MONDAY, May 1, 2017 (HealthDay News) — From 2011 to 2015 there was an increase in annual spending and out-of-pocket spending on topical steroids, according to a study published online April 28 in JAMA Dermatology.
Hannah Song, from Harvard Medical School in Boston, and colleagues conducted a retrospective cost analysis of the Medicare Part D Prescriber Public Use File to characterize Medicare and patient out-of-pocket costs for topical steroids.

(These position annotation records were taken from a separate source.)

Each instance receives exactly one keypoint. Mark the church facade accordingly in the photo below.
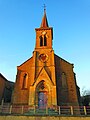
(45, 79)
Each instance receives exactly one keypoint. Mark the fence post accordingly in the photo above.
(59, 110)
(22, 110)
(71, 110)
(34, 109)
(85, 110)
(10, 109)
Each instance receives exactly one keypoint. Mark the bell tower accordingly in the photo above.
(43, 56)
(44, 35)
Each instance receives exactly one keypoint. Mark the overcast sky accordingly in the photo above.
(70, 20)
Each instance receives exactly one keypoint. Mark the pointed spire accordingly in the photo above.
(44, 22)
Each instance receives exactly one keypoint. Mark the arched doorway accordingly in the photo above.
(42, 95)
(42, 99)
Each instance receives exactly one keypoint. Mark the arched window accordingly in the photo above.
(45, 41)
(25, 79)
(64, 80)
(41, 41)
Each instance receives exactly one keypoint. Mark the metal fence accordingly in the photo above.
(53, 110)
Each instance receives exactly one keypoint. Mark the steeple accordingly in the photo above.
(44, 22)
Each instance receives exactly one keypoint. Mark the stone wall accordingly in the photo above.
(42, 118)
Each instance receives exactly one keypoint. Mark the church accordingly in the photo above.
(45, 79)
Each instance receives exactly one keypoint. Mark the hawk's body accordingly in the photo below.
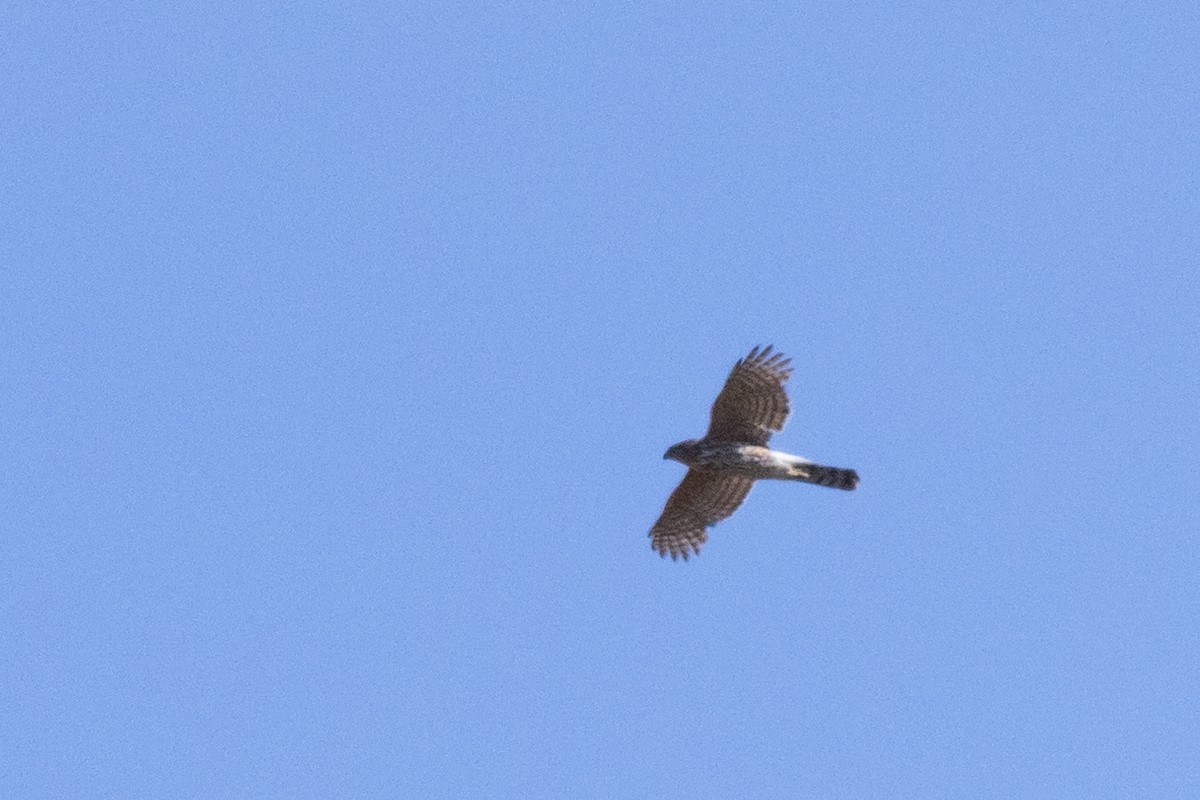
(733, 455)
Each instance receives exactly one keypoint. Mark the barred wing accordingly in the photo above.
(702, 499)
(754, 403)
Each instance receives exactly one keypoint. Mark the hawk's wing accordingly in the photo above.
(702, 499)
(754, 402)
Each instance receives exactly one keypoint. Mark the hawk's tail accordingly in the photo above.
(832, 476)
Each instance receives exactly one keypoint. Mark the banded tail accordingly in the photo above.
(832, 476)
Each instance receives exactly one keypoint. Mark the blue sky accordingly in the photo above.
(342, 346)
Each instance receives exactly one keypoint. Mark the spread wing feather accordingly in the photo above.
(754, 403)
(702, 499)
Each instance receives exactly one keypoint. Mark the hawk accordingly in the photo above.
(733, 455)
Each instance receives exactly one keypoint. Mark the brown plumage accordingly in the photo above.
(733, 455)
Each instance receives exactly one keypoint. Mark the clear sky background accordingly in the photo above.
(341, 343)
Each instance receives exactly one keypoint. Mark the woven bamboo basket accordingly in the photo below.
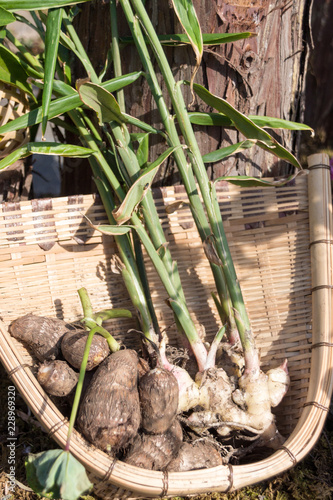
(13, 104)
(281, 242)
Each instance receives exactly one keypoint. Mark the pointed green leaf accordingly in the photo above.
(15, 5)
(6, 17)
(179, 39)
(57, 474)
(242, 123)
(12, 71)
(277, 123)
(53, 27)
(45, 148)
(247, 181)
(207, 38)
(139, 189)
(112, 230)
(246, 126)
(101, 101)
(219, 119)
(67, 103)
(188, 18)
(142, 153)
(227, 151)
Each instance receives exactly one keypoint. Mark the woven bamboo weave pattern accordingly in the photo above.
(48, 251)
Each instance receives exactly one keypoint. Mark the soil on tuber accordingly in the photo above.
(42, 335)
(57, 377)
(109, 415)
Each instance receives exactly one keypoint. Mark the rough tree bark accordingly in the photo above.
(260, 75)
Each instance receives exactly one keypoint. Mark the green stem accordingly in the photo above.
(116, 51)
(180, 158)
(80, 49)
(85, 303)
(79, 386)
(90, 322)
(130, 272)
(207, 192)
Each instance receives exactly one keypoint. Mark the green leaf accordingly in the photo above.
(15, 5)
(220, 119)
(53, 27)
(6, 17)
(179, 39)
(246, 126)
(188, 18)
(45, 148)
(139, 189)
(12, 71)
(247, 181)
(227, 151)
(57, 474)
(67, 103)
(142, 152)
(112, 230)
(101, 101)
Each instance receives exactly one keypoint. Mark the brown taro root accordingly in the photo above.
(57, 378)
(109, 416)
(155, 451)
(74, 343)
(159, 395)
(41, 334)
(197, 455)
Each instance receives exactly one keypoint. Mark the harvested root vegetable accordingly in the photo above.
(246, 408)
(57, 378)
(155, 451)
(41, 334)
(197, 455)
(109, 416)
(73, 345)
(158, 391)
(143, 367)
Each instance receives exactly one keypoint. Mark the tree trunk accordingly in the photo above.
(261, 75)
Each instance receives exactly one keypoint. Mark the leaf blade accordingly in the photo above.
(15, 5)
(64, 104)
(53, 27)
(246, 126)
(12, 71)
(6, 17)
(101, 101)
(45, 148)
(187, 16)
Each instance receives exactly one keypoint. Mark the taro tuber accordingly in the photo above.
(41, 334)
(197, 455)
(57, 378)
(155, 451)
(159, 394)
(109, 416)
(74, 343)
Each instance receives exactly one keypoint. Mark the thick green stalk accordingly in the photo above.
(176, 298)
(78, 391)
(80, 50)
(89, 322)
(132, 166)
(180, 158)
(132, 282)
(116, 51)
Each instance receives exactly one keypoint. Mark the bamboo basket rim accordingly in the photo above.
(223, 478)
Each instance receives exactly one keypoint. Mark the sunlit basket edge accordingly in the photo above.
(140, 482)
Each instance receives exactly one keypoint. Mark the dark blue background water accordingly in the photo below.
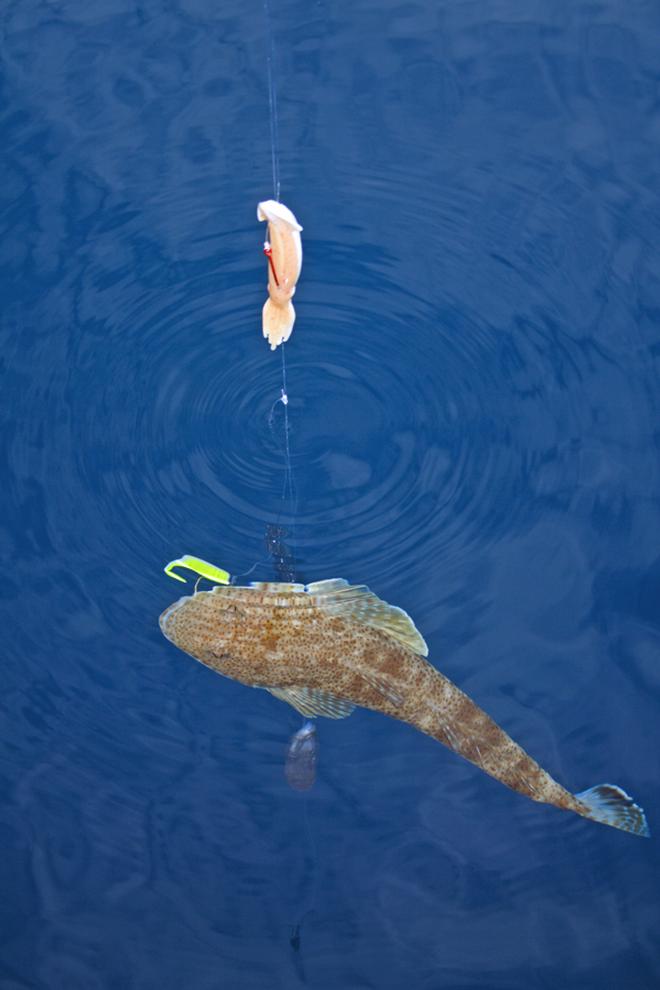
(473, 383)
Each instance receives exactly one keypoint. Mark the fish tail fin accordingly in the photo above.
(278, 322)
(610, 805)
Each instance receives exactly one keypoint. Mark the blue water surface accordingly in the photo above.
(474, 430)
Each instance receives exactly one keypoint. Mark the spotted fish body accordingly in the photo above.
(328, 647)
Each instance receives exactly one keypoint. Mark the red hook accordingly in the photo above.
(268, 251)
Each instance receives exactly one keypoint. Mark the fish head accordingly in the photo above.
(199, 627)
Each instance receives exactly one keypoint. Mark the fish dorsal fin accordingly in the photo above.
(310, 702)
(358, 604)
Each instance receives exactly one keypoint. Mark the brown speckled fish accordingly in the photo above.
(329, 646)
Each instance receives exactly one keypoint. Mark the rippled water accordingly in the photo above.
(474, 408)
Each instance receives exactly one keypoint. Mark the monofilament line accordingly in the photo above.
(272, 103)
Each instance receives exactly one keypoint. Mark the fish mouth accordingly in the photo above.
(165, 620)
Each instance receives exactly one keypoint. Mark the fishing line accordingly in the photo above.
(272, 103)
(279, 551)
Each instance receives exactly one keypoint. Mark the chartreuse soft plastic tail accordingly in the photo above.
(198, 566)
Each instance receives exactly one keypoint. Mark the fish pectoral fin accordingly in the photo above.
(385, 686)
(310, 702)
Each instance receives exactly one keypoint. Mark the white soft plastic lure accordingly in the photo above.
(283, 248)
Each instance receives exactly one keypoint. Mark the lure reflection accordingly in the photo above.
(301, 758)
(283, 248)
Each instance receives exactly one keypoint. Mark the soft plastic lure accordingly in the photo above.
(197, 566)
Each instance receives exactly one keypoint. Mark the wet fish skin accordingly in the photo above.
(279, 637)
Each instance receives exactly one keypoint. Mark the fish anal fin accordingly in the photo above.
(311, 702)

The researchers found that between 2011 and 2015, Medicare Part D expenditures on topical steroids were $2.3 billion. Over the same period, patients’ out-of-pocket spending for topical steroids was $333.7 million. There was a 226.5 percent increase in total annual spending, from $237.6 million to $775.9 million. There was a 145.9 percent increase in patients’ annual out-of-pocket spending, from $41.4 million to $101.8 million. The total number of prescriptions increased 37.0 percent, from 7.7 million in 2011 to 10.6 million in 2015. During this time period, generic medication costs accounted for 97.8 percent of total spending.
“The potential health care savings and out-of-pocket patient savings from substitution of the cheapest topical steroid within the corresponding potency class were $944.8 million and $66.6 million, respectively,” the authors write.